The use of physical or chemical mutagens represents an alternative to insertional mutagenesis. A major objection usually raised to the use of these mutagens is that positional approaches must be followed for the cloning of the corresponding genes. Although until recently map-based cloning has been considered time-consuming and expensive in Arabidopsis thaliana, techniques developed in recent years, and the information provided by the Arabidopsis Genome Initiative, now make it possible to complete positional cloning projects in a short period of time. In addition, physical and chemical mutagens are more efficient than T-DNA and induce null and lethal alleles as well as hypomorphic and viable alleles.

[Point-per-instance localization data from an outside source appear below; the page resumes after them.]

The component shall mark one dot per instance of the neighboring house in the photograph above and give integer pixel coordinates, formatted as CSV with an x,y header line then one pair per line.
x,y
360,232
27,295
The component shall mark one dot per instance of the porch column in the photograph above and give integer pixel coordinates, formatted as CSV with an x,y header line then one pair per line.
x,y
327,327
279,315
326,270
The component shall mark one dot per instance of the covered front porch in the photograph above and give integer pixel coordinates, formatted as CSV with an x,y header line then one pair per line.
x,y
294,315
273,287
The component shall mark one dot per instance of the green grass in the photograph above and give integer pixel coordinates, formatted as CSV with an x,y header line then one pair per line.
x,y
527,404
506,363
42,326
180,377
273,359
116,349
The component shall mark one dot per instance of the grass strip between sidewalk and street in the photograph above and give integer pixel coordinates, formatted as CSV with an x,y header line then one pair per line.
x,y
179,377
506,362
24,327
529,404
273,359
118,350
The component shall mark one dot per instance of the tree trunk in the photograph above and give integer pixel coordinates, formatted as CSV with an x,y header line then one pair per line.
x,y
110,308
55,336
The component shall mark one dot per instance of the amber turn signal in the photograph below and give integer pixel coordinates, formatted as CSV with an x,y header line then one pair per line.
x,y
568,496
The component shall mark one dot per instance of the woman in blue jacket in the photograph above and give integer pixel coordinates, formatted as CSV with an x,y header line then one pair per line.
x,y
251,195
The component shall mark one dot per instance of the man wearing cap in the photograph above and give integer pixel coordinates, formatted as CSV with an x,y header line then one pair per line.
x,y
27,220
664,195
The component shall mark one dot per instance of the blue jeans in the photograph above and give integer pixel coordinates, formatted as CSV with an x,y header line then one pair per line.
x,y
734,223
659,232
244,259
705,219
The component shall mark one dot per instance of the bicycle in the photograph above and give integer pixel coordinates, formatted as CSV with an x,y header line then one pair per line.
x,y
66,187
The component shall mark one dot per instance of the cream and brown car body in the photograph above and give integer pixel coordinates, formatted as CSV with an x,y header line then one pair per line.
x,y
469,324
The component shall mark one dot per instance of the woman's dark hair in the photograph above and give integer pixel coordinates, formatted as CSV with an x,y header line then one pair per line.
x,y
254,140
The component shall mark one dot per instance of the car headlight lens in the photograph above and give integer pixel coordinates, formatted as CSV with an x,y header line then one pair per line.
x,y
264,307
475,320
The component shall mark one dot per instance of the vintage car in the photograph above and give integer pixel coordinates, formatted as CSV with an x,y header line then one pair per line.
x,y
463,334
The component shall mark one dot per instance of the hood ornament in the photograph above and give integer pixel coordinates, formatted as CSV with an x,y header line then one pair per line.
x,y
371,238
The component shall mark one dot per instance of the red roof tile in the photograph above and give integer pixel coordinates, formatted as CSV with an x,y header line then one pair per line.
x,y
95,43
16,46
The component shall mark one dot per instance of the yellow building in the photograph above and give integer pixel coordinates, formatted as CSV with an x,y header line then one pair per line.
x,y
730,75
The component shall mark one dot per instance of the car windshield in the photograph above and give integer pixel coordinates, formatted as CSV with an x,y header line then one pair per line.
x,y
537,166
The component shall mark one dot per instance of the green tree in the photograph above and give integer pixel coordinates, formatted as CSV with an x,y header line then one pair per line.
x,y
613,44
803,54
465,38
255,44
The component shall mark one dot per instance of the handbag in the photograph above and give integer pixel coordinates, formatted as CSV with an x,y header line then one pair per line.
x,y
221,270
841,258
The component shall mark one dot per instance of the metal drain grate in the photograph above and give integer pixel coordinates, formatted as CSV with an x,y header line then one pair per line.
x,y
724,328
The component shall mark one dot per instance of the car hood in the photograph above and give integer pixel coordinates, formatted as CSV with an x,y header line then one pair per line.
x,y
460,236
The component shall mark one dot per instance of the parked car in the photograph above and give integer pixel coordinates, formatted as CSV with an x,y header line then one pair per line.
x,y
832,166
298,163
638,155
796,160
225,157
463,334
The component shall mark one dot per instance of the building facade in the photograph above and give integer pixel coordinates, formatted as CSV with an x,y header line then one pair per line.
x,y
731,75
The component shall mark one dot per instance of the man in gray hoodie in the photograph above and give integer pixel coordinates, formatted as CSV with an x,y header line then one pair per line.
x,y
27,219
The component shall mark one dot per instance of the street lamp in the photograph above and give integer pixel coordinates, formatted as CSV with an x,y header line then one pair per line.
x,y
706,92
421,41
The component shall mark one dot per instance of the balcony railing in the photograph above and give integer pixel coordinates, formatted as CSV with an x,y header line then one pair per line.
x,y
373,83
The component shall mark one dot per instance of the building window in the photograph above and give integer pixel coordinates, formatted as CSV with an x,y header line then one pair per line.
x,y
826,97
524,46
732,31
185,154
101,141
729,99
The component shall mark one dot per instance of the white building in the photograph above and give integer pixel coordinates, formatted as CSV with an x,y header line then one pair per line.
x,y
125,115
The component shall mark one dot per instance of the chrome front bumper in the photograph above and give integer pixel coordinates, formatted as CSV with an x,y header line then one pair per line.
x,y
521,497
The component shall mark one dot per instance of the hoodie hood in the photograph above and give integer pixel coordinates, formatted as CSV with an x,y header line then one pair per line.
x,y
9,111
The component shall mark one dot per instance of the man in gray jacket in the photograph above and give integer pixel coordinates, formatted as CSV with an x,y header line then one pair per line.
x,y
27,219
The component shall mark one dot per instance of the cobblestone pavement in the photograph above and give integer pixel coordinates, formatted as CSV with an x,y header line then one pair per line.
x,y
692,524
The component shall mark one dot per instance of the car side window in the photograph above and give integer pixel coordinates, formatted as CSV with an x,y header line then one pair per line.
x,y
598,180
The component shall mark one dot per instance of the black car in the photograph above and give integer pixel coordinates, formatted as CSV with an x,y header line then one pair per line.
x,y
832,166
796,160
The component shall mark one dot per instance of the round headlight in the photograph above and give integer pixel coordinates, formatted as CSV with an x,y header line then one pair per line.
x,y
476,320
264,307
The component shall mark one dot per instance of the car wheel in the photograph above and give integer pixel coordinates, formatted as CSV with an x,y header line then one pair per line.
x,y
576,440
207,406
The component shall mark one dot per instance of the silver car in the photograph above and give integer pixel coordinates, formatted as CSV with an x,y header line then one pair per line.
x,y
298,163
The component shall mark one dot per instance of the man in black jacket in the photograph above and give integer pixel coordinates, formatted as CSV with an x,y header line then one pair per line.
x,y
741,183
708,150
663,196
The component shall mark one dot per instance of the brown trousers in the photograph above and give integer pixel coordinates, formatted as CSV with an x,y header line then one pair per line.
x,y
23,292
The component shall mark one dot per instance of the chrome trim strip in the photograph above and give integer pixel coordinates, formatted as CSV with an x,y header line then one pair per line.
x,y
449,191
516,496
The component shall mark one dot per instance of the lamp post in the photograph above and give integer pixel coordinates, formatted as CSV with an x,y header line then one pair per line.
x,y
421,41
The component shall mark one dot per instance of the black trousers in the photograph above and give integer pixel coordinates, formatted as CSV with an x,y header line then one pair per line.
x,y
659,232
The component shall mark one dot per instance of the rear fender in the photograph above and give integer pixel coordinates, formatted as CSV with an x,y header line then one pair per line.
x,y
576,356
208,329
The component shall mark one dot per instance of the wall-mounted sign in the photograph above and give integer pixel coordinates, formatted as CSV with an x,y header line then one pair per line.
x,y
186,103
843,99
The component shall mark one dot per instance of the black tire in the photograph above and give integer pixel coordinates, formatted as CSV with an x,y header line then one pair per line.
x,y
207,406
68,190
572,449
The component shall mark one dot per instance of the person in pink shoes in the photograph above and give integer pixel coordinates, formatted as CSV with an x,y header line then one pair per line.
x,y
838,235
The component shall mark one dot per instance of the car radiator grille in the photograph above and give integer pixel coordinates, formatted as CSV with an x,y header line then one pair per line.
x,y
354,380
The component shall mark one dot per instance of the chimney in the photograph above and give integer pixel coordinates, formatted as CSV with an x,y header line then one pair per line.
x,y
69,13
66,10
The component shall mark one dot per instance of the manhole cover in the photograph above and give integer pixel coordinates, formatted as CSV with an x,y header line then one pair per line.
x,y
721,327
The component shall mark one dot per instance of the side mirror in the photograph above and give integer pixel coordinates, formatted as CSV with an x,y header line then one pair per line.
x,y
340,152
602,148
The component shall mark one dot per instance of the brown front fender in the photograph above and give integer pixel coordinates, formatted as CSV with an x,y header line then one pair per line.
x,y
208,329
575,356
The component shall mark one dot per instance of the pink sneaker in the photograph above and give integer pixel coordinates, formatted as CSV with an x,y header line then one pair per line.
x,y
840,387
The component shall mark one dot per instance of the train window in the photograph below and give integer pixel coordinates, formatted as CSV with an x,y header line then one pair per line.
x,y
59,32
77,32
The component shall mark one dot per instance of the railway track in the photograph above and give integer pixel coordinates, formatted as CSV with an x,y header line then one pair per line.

The specific objective of this subproject is the implementation of a facility of automated, high-resolution gene mapping of untagged Arabidopsis thaliana mutants. Such a facility will use samples received from the research groups that endorse this proposal, consisting in at least 50 F2 individuals from an outcross involving a homozygous plant for a mutation of interest. This plant material will be used to extract DNA and perform a SSLP linkage analysis that will allow a low-resolution mapping yielding a rough map position within a 15 cM interval. In a second step, DNA from 450 additional F2 individuals will be extracted to make possible a high resolution SSLP linkage analysis intended to identify a contig of two or three BAC clones containing the gene affected in the mutant under study.